Fox and Rowbotham (British Medical Journal, 1999, 319;557-560) reported that mobile epidurals were a recent advance in obstetric anaesthesia.  They discussed the mixture

of opioids such as Fentanyl with local anaesthetic, to minimise motor block.  They pointed out that large, multi-centre studies are in progress to compare mobile epidurals with conventional epidurals.  We will have to await the results with interest!

Arkoosh et al, in 1994, used Fentanyl and morphine versus Sufentanyl and morphine, double-blind, and concluded that both produced adequate labour analgesia, but only for 2 hours.  Patients receiving Sufentanyl experienced more severe pruritis.

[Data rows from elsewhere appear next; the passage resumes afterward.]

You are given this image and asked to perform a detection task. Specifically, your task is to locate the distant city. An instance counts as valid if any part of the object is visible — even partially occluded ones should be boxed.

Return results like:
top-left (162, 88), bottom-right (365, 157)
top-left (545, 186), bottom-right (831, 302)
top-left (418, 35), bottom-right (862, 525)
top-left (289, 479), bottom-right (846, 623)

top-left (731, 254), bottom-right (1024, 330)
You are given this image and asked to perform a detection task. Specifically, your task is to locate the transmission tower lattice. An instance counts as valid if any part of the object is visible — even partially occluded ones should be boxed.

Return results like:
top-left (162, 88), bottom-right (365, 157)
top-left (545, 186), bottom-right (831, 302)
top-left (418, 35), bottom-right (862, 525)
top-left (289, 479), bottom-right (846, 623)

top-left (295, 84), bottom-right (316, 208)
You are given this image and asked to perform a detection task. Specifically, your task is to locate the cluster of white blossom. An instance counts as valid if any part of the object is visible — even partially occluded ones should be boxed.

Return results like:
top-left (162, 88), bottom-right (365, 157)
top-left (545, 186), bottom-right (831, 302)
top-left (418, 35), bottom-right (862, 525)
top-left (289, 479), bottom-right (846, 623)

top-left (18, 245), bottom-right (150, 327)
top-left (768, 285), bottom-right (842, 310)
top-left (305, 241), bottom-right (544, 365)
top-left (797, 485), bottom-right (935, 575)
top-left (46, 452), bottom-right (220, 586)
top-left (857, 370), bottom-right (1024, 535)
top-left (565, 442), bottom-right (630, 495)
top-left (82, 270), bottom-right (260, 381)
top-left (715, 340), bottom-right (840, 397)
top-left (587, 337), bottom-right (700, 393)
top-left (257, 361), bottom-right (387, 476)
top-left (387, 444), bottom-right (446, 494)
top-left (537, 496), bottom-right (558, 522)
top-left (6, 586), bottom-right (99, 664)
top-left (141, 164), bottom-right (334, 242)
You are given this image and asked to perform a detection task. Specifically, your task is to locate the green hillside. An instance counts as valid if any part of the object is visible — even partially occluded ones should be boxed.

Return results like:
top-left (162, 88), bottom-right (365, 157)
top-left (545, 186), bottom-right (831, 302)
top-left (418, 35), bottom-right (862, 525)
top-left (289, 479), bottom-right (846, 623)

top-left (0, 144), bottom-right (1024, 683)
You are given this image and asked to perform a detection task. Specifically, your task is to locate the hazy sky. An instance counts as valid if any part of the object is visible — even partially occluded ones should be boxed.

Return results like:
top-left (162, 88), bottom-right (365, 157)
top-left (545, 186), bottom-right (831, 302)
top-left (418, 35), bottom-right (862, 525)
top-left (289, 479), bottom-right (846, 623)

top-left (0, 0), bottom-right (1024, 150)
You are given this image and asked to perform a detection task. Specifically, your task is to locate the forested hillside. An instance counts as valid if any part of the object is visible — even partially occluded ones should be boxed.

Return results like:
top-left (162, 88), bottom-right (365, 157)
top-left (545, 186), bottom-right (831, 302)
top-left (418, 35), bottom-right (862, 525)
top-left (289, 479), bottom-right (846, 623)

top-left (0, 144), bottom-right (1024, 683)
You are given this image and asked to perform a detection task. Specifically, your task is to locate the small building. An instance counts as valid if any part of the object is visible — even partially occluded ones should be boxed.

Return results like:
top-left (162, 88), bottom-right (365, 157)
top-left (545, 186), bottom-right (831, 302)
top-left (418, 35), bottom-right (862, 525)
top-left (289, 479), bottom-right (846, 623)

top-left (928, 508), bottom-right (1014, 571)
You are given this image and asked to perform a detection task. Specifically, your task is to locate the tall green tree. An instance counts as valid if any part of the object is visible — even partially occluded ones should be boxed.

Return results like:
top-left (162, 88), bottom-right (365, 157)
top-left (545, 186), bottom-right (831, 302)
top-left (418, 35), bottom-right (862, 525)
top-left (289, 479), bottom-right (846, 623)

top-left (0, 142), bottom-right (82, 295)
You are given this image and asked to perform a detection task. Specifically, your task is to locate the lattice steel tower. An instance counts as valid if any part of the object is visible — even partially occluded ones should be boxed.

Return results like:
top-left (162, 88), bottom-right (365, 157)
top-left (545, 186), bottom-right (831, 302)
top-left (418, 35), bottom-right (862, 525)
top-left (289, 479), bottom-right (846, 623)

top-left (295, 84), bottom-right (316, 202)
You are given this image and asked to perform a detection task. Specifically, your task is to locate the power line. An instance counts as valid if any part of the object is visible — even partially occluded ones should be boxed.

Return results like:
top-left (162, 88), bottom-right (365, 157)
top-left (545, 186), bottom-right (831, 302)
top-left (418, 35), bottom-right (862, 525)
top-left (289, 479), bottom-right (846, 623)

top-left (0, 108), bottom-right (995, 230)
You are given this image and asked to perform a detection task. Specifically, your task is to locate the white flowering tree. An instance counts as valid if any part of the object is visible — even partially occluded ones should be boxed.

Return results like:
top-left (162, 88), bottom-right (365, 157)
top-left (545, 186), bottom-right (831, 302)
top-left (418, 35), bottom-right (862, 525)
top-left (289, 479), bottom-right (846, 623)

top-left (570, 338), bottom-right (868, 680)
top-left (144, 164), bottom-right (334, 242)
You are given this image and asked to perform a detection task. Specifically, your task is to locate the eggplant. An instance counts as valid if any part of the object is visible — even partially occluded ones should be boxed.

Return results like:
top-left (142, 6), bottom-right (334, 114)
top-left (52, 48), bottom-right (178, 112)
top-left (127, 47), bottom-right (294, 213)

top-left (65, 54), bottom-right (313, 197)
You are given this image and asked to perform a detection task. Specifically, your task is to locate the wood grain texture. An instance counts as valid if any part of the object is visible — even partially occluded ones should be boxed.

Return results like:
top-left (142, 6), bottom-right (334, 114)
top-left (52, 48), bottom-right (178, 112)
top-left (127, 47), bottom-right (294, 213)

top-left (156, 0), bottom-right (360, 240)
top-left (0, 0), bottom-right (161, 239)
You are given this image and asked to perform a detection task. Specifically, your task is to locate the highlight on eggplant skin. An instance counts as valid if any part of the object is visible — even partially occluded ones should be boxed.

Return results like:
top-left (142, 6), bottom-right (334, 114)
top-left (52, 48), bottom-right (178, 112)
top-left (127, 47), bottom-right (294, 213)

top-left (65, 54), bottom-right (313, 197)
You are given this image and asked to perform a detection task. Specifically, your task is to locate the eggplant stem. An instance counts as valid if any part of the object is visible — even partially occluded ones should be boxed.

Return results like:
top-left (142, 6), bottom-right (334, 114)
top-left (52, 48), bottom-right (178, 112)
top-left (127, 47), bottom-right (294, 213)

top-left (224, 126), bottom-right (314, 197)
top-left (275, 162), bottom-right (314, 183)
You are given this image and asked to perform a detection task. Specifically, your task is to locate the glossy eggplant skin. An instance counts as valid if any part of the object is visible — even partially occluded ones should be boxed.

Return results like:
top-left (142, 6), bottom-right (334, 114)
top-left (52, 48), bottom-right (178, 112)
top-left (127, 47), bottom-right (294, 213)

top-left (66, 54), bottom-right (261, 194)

Zapp and Thorne (Military Medicine, 1995) looked at 150 labouring patients and treated them with intrathecal morphine, 0.25 mg, and Fentanyl 25 mcg.  They reported good pain control but did not discuss side effects or length of efficacy. 

In conclusion then, the future of opioids in obstetric analgesia would appear to be intrathecal administration with perhaps epidural administration having to prove its case now rather than being assumed to work.  Complex regimes will have to be assessed, by double-blind comparative studies, to determine the best mixture, optimal efficacy and minimisation of side-effects.  It is fairly clear that no method is going to be side-effect free, or universally effective, and all methods will be more costly (but hopefully more effective) than inhalational anaesthesia or intramuscular opioids administered by midwives alone, which in truth appear to be of limited efficacy.

When I was doing my obstetric anaesthesia in 1979, I combined an epidural catheterisation with an intrathecal injection through the Tuohy needle, before insertion of the catheter.  This combination technique is used by some, and also needs evaluation.